BP Knowingly Drilled Macondo MC 252 in High Risk Geohazard Area

The recently published National Commission Report to the President of the United States of America (11th January 2011) and BP's own earlier Accident Investigation Report dated 8th September 2010 have focused almost entirely on the failings of equipment and processes on the drilldeck of the Deepwater Horizon, on the seafloor BOP and associated equipment and on the errors and mistakes made in drilling and cementing up of the close to completed well.

The fact is that BP were drilling at Macondo MC 252 in an area of well known and documented geological hazards (known in the industry as "Geohazards"). At Macondo these included such features as extensive beds of frozen gas (or methane hydrates) and a number of layers of artesian overpressured sands where the interstitial natural water pressures could cause casing collapse due to disturbance of those sands. This process is known as "liquefaction", also known in the trade as "shallow water flows" [SWF]. The presence of gas hydrates and shallow water flows in this Mississippi canyon shelf edge zone is very well documented by the MMS, BP and other operators.

As if that were not enough, having had some nasty failures at the MC 252 location, BP (not Transocean or Halliburton or Cameron or any other organisation) took the decision to continue to attempt to drill the world's deepest well in a slapdash, corner-cutting, driving down cost, maximise added value fashion in a zone of salt dome features and severe faulting.

The word "geohazard" is not mentioned once in either of the above reports.
It is entirely possible that BP's reasonable level of in-house expertise in this part of the GoM in such geologically risky conditions was overridden. Why one might well ask? Because the ultimate "paydirt" at MC252 was a prize of some 50 to 100 million barrels of oil (BP estimate), which for an extraction success ratio of 30% may have been worth 1500 to 3000 million US dollars. Small beer in relation to say, the Tiber prospect nearby but worth it all the same. This guesstimate is based on USD 100 a barrel. As the oil price continues to climb in the coming years, this black gold fortune was worth the risk for BP's "management".

Worth ignoring their tiny teams of in-house technical experts, following the massive staff culls of the globalising megalomaniac cost slashing Lord Browne, post Amoco merger. The recent claims by new man Mr. Dudley that BP has fully and surprisingly rapidly absorbed the "Lessons Learned" from MC252 has a very hollow ring. This lip service phrase much used and abused within oil companies is usually taken with a massive pinch of salt.
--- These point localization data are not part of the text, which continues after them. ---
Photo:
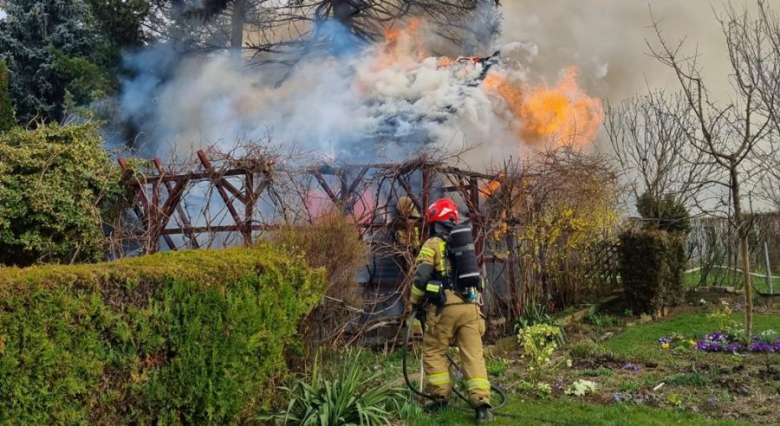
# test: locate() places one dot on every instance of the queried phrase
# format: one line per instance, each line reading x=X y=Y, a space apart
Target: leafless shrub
x=333 y=243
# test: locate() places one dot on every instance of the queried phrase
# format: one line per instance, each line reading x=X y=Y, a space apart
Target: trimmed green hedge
x=190 y=337
x=652 y=264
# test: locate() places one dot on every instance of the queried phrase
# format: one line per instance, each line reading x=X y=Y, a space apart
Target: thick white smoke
x=386 y=101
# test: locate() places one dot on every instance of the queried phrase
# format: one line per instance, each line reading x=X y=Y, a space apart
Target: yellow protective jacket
x=432 y=264
x=458 y=321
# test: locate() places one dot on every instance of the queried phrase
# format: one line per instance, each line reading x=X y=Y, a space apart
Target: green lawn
x=572 y=413
x=641 y=341
x=720 y=277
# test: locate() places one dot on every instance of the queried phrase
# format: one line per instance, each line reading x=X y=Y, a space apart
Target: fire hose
x=460 y=395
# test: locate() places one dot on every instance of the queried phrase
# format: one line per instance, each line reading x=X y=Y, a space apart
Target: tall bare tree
x=728 y=133
x=652 y=149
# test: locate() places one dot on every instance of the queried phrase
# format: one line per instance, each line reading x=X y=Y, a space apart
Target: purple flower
x=718 y=336
x=708 y=346
x=734 y=347
x=631 y=367
x=761 y=347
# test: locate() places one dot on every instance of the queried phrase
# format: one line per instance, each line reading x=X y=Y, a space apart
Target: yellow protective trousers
x=463 y=323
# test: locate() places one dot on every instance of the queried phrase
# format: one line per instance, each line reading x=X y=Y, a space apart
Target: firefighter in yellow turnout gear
x=448 y=316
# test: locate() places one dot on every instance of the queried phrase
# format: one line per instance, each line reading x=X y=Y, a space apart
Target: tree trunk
x=237 y=26
x=742 y=233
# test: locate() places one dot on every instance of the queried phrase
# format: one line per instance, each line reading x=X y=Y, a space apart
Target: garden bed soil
x=718 y=385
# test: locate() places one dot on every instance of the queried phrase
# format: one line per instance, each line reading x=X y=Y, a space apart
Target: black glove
x=419 y=312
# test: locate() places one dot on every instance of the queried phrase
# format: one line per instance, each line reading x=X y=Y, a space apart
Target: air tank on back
x=464 y=258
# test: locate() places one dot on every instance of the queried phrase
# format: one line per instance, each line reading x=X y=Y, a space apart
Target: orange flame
x=562 y=114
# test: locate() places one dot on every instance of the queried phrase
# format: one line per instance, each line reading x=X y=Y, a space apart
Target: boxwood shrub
x=190 y=337
x=652 y=263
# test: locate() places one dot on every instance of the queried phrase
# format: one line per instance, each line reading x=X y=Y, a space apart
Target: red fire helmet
x=443 y=209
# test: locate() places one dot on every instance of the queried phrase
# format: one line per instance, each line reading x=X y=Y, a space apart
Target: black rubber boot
x=436 y=405
x=483 y=414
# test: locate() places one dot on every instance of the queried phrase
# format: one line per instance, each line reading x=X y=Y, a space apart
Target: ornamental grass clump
x=350 y=396
x=581 y=388
x=765 y=342
x=539 y=343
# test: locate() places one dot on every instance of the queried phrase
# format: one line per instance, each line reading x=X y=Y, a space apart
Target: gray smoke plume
x=357 y=102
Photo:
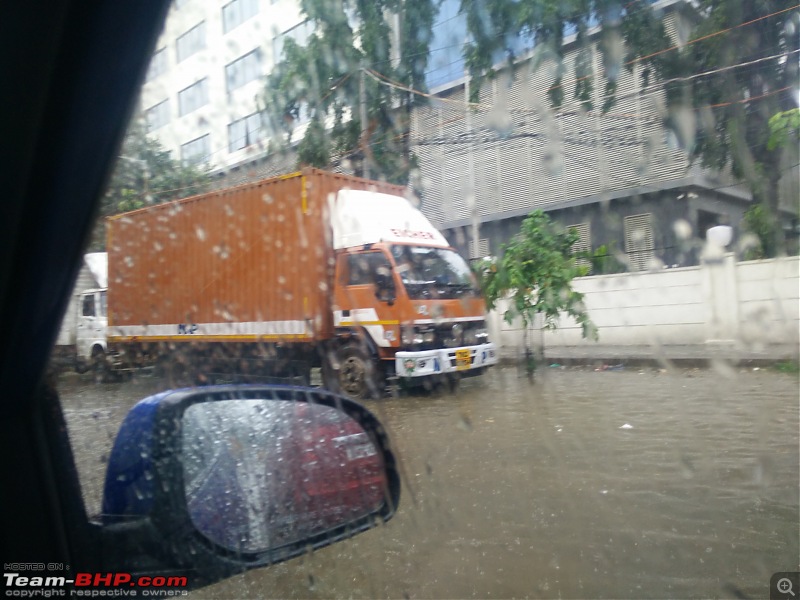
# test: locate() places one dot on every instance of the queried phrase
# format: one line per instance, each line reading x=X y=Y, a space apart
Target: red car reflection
x=338 y=474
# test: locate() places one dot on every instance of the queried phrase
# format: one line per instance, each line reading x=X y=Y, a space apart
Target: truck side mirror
x=384 y=285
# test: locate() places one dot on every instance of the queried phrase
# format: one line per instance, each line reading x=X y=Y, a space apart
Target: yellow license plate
x=462 y=359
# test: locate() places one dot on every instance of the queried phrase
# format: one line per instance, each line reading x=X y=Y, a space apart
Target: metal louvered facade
x=515 y=153
x=639 y=244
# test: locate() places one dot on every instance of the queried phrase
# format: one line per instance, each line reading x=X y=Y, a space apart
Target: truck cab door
x=366 y=294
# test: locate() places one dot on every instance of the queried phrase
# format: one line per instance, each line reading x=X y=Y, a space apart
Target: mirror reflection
x=260 y=474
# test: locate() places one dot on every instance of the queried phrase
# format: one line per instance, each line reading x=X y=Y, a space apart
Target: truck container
x=277 y=277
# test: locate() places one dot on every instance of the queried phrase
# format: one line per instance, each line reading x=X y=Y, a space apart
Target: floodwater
x=583 y=484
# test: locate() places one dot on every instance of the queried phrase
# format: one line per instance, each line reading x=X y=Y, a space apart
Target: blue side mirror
x=226 y=478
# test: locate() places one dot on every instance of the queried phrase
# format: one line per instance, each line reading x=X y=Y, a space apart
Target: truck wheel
x=359 y=378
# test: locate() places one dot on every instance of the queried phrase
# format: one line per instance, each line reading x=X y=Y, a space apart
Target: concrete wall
x=745 y=304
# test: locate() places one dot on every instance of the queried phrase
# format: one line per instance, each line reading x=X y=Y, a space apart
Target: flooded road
x=584 y=484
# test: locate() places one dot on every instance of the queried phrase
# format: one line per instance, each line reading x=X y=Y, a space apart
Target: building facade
x=618 y=176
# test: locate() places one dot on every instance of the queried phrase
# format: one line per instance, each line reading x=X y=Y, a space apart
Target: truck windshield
x=433 y=272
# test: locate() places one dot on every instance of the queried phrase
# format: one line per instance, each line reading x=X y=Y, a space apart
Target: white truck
x=82 y=339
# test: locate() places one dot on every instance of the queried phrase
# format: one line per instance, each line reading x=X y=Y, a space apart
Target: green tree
x=535 y=274
x=327 y=79
x=745 y=51
x=144 y=174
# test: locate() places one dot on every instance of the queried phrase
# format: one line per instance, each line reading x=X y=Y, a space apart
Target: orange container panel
x=252 y=262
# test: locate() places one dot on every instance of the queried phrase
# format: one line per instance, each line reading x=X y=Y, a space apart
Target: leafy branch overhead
x=321 y=82
x=535 y=274
x=145 y=173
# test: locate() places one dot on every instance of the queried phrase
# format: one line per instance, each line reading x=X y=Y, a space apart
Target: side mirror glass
x=262 y=474
x=227 y=478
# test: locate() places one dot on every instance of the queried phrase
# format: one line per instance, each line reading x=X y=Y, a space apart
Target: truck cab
x=410 y=296
x=92 y=327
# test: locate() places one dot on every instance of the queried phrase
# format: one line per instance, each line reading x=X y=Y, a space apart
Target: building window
x=245 y=132
x=197 y=151
x=237 y=12
x=157 y=116
x=193 y=97
x=639 y=244
x=299 y=33
x=482 y=249
x=243 y=70
x=192 y=41
x=158 y=64
x=583 y=243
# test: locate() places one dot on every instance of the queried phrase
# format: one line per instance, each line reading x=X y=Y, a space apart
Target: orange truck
x=284 y=275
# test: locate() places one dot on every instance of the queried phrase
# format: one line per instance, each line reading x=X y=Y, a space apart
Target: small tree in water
x=535 y=274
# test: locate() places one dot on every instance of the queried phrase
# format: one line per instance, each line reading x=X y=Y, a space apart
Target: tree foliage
x=145 y=173
x=744 y=51
x=322 y=82
x=535 y=273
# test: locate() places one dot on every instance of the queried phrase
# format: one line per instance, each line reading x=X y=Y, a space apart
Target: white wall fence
x=724 y=303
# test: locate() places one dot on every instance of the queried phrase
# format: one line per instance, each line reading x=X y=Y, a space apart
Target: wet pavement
x=632 y=483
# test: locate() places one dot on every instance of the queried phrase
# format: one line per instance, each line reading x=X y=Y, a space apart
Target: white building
x=200 y=97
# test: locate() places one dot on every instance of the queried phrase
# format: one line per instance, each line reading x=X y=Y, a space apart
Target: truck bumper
x=445 y=360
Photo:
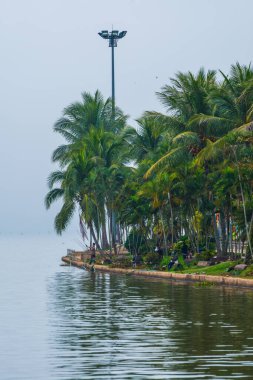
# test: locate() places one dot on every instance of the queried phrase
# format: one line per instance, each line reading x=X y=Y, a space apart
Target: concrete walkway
x=221 y=280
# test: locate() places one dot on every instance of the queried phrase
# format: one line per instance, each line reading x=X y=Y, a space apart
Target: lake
x=63 y=323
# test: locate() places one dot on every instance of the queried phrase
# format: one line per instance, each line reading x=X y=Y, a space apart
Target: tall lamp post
x=113 y=38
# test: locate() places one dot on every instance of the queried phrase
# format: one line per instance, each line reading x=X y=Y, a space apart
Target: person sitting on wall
x=159 y=250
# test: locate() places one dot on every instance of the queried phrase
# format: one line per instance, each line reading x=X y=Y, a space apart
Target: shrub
x=137 y=244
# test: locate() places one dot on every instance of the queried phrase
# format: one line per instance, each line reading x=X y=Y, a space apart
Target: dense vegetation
x=184 y=177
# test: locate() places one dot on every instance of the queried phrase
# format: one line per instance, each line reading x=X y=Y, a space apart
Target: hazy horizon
x=51 y=52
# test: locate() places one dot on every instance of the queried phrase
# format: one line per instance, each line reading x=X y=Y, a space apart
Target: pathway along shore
x=220 y=280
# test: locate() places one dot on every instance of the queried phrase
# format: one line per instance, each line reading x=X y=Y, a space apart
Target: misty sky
x=50 y=53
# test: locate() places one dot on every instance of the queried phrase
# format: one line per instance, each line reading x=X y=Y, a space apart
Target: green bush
x=206 y=255
x=151 y=259
x=122 y=262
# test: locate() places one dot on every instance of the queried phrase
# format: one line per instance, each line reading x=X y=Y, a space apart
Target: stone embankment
x=220 y=280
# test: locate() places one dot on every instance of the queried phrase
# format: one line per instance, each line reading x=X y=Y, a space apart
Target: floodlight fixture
x=113 y=38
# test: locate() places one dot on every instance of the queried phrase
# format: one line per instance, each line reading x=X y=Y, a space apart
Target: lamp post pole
x=113 y=38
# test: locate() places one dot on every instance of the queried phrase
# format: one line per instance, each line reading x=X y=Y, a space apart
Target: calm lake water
x=61 y=323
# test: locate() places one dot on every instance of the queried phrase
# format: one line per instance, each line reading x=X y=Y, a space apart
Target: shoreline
x=200 y=278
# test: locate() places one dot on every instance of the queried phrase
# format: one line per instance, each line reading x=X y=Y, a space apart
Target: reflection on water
x=121 y=327
x=61 y=323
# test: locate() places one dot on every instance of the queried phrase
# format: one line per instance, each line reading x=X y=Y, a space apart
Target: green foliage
x=137 y=243
x=122 y=262
x=205 y=255
x=174 y=174
x=151 y=259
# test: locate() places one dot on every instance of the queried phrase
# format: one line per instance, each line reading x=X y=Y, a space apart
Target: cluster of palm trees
x=186 y=172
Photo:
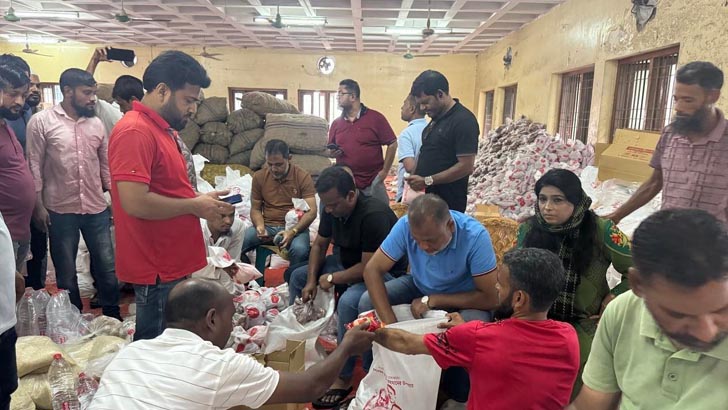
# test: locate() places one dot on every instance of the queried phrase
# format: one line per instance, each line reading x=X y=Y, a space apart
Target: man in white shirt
x=11 y=287
x=187 y=367
x=226 y=233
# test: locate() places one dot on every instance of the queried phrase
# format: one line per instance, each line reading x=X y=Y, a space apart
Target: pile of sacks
x=255 y=309
x=240 y=137
x=513 y=158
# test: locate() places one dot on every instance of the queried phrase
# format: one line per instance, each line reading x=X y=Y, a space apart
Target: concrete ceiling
x=463 y=26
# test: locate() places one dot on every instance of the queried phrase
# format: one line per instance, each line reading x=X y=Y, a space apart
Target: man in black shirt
x=358 y=225
x=449 y=142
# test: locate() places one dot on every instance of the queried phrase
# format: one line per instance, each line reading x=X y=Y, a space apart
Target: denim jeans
x=403 y=290
x=9 y=376
x=96 y=230
x=298 y=249
x=151 y=301
x=377 y=190
x=38 y=266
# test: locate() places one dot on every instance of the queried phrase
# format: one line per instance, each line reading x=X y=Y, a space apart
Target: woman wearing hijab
x=587 y=245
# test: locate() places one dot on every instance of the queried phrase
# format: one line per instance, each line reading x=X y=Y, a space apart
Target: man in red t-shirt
x=526 y=361
x=156 y=210
x=359 y=134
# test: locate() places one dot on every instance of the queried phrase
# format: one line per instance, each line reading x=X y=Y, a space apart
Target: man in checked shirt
x=67 y=152
x=690 y=162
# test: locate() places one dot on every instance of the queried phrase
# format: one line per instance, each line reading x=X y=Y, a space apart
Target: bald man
x=187 y=367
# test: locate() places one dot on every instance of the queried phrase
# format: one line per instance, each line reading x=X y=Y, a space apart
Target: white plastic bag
x=399 y=381
x=286 y=327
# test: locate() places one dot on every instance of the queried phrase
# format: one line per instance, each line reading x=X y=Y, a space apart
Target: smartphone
x=120 y=54
x=233 y=199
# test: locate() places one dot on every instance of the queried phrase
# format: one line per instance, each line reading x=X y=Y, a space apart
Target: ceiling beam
x=356 y=18
x=487 y=23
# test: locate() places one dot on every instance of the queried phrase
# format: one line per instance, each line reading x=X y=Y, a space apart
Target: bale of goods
x=241 y=158
x=210 y=171
x=264 y=103
x=215 y=133
x=215 y=153
x=314 y=164
x=245 y=141
x=244 y=120
x=510 y=161
x=213 y=109
x=304 y=134
x=190 y=134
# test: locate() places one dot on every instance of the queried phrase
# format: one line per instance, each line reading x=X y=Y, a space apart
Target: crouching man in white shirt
x=186 y=367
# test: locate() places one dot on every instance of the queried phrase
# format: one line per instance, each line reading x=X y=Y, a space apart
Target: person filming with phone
x=274 y=188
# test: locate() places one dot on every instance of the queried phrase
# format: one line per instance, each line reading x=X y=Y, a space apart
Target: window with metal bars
x=643 y=99
x=509 y=102
x=324 y=104
x=576 y=92
x=488 y=123
x=236 y=94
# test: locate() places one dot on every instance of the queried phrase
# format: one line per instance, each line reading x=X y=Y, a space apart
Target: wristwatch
x=426 y=301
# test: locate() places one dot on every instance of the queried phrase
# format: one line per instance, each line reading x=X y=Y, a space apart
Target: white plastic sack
x=202 y=185
x=399 y=381
x=286 y=327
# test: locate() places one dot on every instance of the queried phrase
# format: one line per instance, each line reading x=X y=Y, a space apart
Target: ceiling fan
x=211 y=56
x=123 y=17
x=10 y=14
x=409 y=56
x=28 y=50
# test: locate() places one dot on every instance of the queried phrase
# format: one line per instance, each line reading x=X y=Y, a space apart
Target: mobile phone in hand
x=233 y=199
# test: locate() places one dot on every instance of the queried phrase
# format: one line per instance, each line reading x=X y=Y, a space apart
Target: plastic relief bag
x=398 y=381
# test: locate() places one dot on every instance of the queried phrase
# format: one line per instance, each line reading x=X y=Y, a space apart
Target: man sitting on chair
x=274 y=188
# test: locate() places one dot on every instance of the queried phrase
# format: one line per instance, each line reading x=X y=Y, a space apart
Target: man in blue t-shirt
x=451 y=268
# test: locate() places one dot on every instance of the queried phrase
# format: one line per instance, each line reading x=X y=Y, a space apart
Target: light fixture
x=414 y=31
x=313 y=21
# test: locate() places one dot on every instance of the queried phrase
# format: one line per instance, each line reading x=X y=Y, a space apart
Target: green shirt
x=631 y=354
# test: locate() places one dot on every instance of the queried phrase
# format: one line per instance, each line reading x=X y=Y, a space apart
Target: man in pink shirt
x=67 y=151
x=690 y=162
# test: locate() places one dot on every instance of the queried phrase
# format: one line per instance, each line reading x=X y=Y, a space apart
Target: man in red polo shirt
x=525 y=360
x=360 y=133
x=158 y=235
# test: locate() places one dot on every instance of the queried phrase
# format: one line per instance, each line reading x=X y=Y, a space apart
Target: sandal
x=335 y=396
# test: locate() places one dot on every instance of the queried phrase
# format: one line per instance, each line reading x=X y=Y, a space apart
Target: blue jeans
x=403 y=290
x=151 y=301
x=96 y=229
x=298 y=249
x=347 y=307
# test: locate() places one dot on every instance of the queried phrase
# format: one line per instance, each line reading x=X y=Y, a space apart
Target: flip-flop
x=339 y=396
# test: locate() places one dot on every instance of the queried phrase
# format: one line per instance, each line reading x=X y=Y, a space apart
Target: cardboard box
x=291 y=359
x=628 y=158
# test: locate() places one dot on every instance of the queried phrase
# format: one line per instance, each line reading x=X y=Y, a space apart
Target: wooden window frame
x=580 y=104
x=657 y=96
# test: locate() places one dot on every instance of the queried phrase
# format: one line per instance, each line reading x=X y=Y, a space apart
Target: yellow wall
x=581 y=33
x=385 y=79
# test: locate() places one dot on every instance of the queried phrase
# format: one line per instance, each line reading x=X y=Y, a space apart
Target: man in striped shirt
x=187 y=367
x=690 y=162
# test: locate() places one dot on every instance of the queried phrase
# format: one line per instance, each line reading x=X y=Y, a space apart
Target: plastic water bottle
x=87 y=387
x=40 y=299
x=63 y=385
x=26 y=314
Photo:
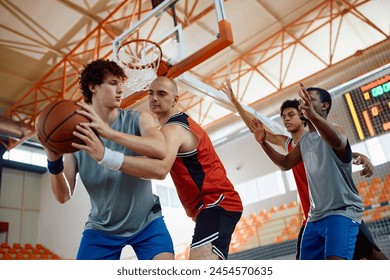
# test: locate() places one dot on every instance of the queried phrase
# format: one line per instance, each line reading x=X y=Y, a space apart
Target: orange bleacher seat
x=263 y=212
x=282 y=207
x=273 y=209
x=7 y=256
x=292 y=204
x=17 y=246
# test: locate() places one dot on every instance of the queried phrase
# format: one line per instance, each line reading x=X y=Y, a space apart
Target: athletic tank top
x=331 y=188
x=301 y=182
x=199 y=175
x=121 y=204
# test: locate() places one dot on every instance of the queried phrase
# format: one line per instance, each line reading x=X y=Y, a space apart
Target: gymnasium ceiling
x=44 y=43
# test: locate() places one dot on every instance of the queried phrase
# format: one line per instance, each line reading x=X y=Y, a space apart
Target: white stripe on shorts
x=206 y=240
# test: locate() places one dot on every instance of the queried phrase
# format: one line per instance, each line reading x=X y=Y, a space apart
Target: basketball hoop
x=140 y=60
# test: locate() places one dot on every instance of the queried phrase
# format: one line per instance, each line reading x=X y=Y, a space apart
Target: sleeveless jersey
x=121 y=204
x=301 y=181
x=331 y=188
x=199 y=175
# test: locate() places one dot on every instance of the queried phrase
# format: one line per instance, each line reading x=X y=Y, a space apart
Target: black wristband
x=55 y=167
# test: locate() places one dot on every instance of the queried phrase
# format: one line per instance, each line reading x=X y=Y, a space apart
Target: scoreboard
x=369 y=106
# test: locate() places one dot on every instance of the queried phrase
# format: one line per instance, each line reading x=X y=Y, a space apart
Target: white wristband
x=112 y=159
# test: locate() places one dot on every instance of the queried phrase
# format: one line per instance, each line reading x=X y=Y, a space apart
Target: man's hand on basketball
x=93 y=145
x=258 y=130
x=96 y=123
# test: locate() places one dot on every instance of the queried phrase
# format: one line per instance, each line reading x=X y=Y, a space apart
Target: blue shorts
x=149 y=242
x=333 y=235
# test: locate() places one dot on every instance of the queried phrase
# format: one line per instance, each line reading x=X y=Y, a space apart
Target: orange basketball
x=56 y=124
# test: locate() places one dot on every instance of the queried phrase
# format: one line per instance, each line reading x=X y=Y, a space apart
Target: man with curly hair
x=124 y=211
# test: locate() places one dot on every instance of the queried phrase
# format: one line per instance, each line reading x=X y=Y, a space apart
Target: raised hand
x=227 y=89
x=258 y=130
x=305 y=103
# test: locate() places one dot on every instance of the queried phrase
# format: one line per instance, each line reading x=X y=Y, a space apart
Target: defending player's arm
x=284 y=162
x=277 y=139
x=151 y=144
x=150 y=168
x=63 y=175
x=360 y=159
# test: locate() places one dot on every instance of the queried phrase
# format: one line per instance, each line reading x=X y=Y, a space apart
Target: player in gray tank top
x=124 y=210
x=335 y=205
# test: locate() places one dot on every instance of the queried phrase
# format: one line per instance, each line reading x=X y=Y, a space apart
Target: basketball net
x=139 y=60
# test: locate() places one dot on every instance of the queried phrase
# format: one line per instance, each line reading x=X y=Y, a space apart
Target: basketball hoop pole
x=117 y=41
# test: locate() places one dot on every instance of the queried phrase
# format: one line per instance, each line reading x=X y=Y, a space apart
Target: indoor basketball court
x=264 y=47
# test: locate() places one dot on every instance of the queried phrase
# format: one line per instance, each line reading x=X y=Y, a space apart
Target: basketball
x=56 y=124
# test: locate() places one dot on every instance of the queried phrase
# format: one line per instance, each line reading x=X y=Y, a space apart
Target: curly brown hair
x=95 y=72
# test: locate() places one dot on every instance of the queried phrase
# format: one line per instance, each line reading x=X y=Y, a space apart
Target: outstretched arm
x=284 y=162
x=277 y=139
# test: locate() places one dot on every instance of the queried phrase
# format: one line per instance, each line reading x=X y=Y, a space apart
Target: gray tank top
x=121 y=204
x=331 y=188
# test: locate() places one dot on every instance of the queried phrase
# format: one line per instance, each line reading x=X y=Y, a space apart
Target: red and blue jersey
x=199 y=175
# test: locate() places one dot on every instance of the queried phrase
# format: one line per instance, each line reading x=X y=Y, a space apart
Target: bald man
x=200 y=178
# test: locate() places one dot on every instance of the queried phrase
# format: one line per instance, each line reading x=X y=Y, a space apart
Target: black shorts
x=364 y=243
x=215 y=225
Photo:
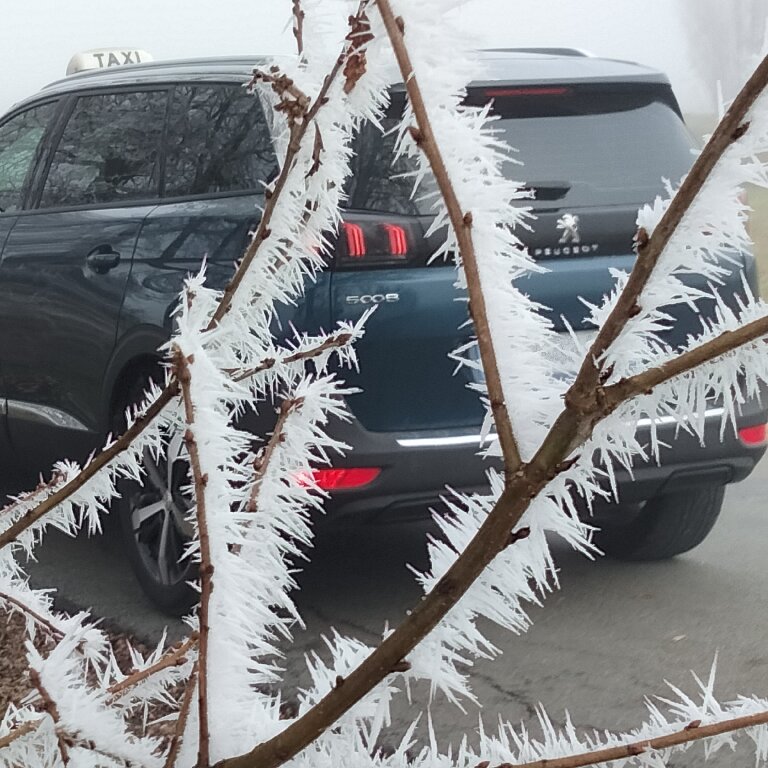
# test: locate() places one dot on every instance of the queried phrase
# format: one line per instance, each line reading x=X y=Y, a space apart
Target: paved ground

Public domain available documents and references describe in detail very close calls for BP and partners at Ursa (GoM) in the late 1990's where several drillstring casings collapsed and buckled due to SWF problems. In the South Caspian Sea in 2003 several well casings were buckled at the AIOC West Azeri location which had to be abandoned and repositioned at huge cost due to a slightly different geohazard problem set (weak/unusual overburden clays, tophole overpressures, highly saline pore fluids, shallow gas and mud volcanoes). A further near miss occurred on a gas reinjection well at the next door Central Azeri Platform on 17th September 2008 when 211 personnel had to be evacuated following gas alarms. The avoidance of gas ignition was lucky.

These expensive lessons were either learned and forgotten, or ignored. More likely is that BP managers and senior individuals assumed they had been learned and that mitigation measures would somehow magically have been put in place by others. Or they simply accept the risks. There are many other such case studies. It is time for appropriate organisations and national governments to urgently check the activities of these arrogant corporate cowboys, at a time when we hear of BP partnerships in Russia, fresh exploration activities in Alaska and Australia and increasing plans to drill in deeper waters off high geohazard risk continental shelf edges.

The culture of almost paranoid secrecy within BP has to be seen to be believed. Macondo is very likely still leaking hydrocarbons through a ruptured casing string at depth through seabed fissures and cracks. The hope has been that these will self-seal and stop. Try googling "B K Lim Macondo" and read his excellent and courageous detailed geohazard assessment.

"Human salvation lies in the hands of the creatively maladjusted" - Martin Luther King.